The battle to stand out: Everyone enjoys seeing a video about a cat, an uplifting human story or a breathtaking #fail in their Facebook feed, right? But do you still enjoy it when the same clip pops up over and over and over again?
Don’t get me wrong — I’m probably the first one in the newsroom demanding speedy publication of those charming cats. But if every news outlet uses the same footage, presented in the same way, with the now obligatory text on screen, how is anyone going win the battle for people’s attention?
Hopefully media organizations will work out their strengths and break from the pack to succeed. Chasing clicks, taps, and views with the same content is a short-term game.
Animate it!: The appetite for mobile/social video will continue to grow…and maybe brevity will finally win out. Let’s explain the world with short animated graphics or even GIFs. Snapchat has unleashed incredible creative forces with Discover and Stories. This short-form storytelling is bound to catch on beyond the world of chat apps. To quote Cory Bergman of Breaking News, “it’s the videofication of everything.”
No flipping: Stop making people tilt their heads or twist their phones. 16:9 is not the only aspect ratio in town and we’ll see more “traditional” broadcasters experiment with vertical video.

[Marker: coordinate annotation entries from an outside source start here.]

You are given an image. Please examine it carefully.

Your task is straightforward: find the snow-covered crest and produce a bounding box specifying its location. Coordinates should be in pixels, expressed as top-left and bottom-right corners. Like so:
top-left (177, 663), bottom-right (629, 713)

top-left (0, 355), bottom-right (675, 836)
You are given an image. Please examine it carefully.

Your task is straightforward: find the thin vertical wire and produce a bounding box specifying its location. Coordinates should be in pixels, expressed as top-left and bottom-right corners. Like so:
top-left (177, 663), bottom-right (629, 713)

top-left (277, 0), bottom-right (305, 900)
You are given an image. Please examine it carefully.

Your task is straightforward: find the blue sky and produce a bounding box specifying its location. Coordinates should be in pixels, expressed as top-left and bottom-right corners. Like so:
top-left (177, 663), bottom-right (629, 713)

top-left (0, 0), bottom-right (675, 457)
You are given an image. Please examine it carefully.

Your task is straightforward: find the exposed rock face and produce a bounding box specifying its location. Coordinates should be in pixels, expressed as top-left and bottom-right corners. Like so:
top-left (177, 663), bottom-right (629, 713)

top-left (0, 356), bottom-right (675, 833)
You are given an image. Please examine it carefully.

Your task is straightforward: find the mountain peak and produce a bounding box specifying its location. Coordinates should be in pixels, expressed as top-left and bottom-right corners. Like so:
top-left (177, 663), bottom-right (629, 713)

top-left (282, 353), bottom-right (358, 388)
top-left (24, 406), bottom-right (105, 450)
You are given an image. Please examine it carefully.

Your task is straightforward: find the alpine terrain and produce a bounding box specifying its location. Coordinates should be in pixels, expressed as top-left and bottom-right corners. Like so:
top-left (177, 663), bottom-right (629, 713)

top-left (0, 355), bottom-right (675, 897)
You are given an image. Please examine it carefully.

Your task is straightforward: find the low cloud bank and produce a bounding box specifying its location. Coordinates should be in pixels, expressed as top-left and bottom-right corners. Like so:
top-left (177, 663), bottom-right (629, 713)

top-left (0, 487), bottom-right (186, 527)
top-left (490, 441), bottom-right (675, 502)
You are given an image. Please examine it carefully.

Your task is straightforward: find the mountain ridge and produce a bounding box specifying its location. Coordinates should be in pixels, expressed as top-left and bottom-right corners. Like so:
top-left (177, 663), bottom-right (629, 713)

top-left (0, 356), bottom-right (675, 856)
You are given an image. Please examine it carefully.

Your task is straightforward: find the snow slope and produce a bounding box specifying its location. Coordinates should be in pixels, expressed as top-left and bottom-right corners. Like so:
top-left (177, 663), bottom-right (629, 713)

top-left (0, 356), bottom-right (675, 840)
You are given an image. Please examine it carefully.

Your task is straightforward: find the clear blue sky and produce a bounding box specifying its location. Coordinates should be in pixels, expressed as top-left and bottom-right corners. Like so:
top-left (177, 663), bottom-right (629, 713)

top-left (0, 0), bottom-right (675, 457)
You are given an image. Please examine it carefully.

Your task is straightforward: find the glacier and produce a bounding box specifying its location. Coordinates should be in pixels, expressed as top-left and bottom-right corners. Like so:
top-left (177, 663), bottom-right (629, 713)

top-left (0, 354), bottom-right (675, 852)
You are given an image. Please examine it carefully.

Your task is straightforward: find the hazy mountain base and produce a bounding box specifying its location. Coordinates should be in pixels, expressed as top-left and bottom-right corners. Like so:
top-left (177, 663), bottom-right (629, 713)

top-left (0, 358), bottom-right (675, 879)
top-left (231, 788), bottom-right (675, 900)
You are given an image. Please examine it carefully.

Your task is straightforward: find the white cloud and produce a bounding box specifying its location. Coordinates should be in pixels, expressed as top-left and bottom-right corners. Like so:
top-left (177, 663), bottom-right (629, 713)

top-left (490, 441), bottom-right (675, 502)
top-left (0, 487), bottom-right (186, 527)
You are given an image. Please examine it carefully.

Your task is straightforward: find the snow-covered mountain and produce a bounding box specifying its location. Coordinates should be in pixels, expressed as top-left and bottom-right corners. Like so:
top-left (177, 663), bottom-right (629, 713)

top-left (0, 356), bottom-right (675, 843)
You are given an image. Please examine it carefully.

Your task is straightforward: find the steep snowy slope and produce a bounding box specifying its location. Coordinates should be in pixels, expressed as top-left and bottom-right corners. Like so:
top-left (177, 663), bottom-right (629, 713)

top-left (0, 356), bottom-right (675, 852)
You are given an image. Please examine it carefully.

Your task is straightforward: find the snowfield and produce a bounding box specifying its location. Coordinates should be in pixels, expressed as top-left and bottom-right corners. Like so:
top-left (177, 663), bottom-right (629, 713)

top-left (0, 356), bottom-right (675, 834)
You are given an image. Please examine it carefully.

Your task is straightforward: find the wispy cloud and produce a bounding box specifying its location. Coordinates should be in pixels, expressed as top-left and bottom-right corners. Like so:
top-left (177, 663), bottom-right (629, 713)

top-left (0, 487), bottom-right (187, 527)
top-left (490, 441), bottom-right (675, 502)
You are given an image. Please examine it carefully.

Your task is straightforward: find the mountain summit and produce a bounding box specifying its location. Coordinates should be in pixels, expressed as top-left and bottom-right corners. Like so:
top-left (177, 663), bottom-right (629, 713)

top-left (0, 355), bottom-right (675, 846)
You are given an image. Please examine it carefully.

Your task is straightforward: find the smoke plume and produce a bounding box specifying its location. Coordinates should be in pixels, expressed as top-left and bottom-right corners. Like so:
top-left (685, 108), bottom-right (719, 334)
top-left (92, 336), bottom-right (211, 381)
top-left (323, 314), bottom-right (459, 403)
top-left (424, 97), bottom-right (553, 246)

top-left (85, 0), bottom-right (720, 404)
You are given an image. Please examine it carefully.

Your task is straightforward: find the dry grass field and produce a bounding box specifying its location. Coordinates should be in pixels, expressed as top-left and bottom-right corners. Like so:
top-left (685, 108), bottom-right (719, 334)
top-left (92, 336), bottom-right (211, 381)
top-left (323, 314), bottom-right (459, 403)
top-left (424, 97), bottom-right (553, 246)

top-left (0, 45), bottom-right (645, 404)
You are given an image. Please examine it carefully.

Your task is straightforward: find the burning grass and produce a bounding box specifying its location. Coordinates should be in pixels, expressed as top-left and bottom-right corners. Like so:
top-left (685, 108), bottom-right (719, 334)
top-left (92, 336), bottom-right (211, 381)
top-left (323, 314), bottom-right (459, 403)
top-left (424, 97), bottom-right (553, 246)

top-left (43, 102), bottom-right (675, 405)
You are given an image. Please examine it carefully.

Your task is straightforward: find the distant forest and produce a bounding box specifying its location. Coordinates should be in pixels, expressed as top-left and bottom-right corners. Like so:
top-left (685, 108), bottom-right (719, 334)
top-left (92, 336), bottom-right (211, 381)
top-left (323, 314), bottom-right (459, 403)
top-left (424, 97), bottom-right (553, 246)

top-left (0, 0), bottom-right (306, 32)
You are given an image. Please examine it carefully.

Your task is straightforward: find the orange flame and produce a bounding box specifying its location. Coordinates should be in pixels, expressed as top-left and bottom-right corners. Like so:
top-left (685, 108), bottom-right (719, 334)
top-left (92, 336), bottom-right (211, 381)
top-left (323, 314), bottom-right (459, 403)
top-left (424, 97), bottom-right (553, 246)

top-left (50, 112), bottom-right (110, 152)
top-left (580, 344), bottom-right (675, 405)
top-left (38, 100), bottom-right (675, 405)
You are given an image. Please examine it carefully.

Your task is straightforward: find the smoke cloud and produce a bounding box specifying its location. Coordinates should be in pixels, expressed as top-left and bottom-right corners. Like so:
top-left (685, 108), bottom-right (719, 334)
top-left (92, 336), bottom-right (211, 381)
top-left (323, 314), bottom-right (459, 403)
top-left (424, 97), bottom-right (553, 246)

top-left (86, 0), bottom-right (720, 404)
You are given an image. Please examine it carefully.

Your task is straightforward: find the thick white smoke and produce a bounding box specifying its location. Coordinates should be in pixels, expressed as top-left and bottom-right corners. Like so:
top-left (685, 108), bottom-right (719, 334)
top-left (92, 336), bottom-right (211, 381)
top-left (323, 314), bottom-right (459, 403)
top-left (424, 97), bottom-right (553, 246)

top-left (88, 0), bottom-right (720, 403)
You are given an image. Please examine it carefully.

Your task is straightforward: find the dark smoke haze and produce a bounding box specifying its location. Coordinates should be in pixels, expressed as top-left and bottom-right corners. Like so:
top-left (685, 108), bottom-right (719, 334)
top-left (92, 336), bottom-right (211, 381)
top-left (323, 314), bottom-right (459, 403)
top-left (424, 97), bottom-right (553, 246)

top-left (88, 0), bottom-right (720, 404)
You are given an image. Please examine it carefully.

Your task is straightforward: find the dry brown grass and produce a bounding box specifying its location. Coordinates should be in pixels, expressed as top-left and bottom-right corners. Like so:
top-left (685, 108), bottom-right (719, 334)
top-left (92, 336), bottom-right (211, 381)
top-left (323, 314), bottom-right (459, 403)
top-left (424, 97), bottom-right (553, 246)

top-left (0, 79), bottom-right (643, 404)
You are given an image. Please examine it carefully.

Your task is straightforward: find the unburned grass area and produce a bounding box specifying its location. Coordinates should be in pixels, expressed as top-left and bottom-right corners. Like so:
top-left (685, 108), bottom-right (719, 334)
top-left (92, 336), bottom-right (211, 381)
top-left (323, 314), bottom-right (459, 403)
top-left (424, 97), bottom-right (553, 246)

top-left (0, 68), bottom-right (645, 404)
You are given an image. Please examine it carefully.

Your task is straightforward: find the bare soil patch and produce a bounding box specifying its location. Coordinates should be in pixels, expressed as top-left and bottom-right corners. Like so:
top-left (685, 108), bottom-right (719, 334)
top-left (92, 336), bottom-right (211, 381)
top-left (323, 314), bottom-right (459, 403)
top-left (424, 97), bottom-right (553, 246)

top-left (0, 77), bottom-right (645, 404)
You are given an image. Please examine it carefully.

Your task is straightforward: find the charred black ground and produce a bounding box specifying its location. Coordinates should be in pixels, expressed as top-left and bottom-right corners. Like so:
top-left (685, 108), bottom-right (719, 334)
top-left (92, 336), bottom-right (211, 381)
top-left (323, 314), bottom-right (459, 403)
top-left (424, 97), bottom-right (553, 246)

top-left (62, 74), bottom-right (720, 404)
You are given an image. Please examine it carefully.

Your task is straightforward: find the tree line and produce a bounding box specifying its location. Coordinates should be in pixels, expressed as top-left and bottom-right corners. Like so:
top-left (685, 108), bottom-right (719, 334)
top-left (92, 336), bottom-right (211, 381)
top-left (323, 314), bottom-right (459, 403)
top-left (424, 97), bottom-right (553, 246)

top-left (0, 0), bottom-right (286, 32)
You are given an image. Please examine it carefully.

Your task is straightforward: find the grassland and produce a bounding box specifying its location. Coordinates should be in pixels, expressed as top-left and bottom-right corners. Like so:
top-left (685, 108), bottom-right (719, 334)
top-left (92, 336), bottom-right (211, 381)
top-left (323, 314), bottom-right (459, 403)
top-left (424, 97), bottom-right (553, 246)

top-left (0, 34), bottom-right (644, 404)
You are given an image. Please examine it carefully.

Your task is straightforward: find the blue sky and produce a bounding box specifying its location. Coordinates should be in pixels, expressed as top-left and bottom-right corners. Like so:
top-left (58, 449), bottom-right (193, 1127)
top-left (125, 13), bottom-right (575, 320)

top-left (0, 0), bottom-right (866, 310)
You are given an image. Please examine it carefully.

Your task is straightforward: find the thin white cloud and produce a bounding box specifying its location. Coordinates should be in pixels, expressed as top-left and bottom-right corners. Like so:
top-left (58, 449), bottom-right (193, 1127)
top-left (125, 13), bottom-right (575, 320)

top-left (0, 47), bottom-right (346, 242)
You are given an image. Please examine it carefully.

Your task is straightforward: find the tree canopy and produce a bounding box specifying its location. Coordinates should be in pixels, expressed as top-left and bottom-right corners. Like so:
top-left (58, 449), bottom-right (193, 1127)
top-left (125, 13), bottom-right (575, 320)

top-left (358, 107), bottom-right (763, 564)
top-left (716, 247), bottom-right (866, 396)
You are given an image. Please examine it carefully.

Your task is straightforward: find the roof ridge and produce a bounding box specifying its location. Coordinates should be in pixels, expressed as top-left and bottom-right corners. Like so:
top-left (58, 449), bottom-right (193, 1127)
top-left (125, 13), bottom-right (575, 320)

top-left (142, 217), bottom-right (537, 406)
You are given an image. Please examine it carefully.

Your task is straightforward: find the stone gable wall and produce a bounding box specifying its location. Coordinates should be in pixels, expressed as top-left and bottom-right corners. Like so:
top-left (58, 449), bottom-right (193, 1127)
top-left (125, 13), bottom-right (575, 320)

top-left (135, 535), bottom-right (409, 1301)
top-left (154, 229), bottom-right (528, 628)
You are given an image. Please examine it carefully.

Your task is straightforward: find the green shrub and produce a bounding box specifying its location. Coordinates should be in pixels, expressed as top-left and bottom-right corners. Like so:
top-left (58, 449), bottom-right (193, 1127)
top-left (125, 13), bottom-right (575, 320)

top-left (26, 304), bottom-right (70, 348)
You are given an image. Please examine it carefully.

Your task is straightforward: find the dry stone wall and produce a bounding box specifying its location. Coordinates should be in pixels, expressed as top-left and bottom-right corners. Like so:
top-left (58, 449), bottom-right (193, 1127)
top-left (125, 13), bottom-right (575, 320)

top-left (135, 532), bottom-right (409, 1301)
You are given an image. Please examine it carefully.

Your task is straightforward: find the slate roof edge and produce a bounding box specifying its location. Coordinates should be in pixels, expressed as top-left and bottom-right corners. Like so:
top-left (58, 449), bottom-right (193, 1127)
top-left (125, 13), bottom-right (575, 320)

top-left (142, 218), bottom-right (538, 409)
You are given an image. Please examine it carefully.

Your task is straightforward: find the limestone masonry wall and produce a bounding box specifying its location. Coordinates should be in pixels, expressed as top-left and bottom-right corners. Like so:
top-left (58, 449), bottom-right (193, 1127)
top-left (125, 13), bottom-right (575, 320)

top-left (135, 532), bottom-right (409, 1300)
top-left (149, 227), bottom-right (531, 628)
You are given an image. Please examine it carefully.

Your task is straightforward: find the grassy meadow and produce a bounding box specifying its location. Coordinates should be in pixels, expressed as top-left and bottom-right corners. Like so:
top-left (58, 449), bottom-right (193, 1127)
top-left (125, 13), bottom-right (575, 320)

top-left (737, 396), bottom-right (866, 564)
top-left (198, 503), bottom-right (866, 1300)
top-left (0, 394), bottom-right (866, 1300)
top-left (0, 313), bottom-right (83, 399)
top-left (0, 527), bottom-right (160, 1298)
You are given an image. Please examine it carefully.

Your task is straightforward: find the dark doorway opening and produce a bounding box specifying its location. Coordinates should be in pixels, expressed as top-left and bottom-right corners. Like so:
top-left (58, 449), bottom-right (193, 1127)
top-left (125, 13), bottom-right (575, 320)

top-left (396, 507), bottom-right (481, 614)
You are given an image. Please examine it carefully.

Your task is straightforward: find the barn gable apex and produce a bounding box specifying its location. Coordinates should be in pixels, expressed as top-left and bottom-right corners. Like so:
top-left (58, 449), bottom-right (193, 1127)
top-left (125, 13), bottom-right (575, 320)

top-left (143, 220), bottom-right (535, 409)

Look around you: The New York Times wowed us with its high-end VR stories. Others, including the BBC, have given reporters 360º cameras to experiment in the field. In 2016, you’ll see more VR videos as they become easier to film and publish to a range of platforms. Yes, that person on the train waving their phone around is just trying to get the full VR experience.
Notifications: As a rather indiscriminate subscriber to notifications, I’m hoping they’ll become smarter in 2016 — more personalised and contextual. Or maybe I just need to switch them off.
Atomic: The Circa app we knew and loved no longer exists, but its promise of atomized news is by no means dead. Expect to see more from the labs of The New York Times, the BBC and others on this front. (And don’t forget to count how many articles report the death of the article.)
XX: More big media organizations will wake up to the fact that half the world has two X chromosomes, and they’ll offer a more representative news agenda as a result of this revelation.
Oh, and we’ll see even more amazing women in digital. I’m sure.
Nathalie Malinarich is the mobile editor for BBC News.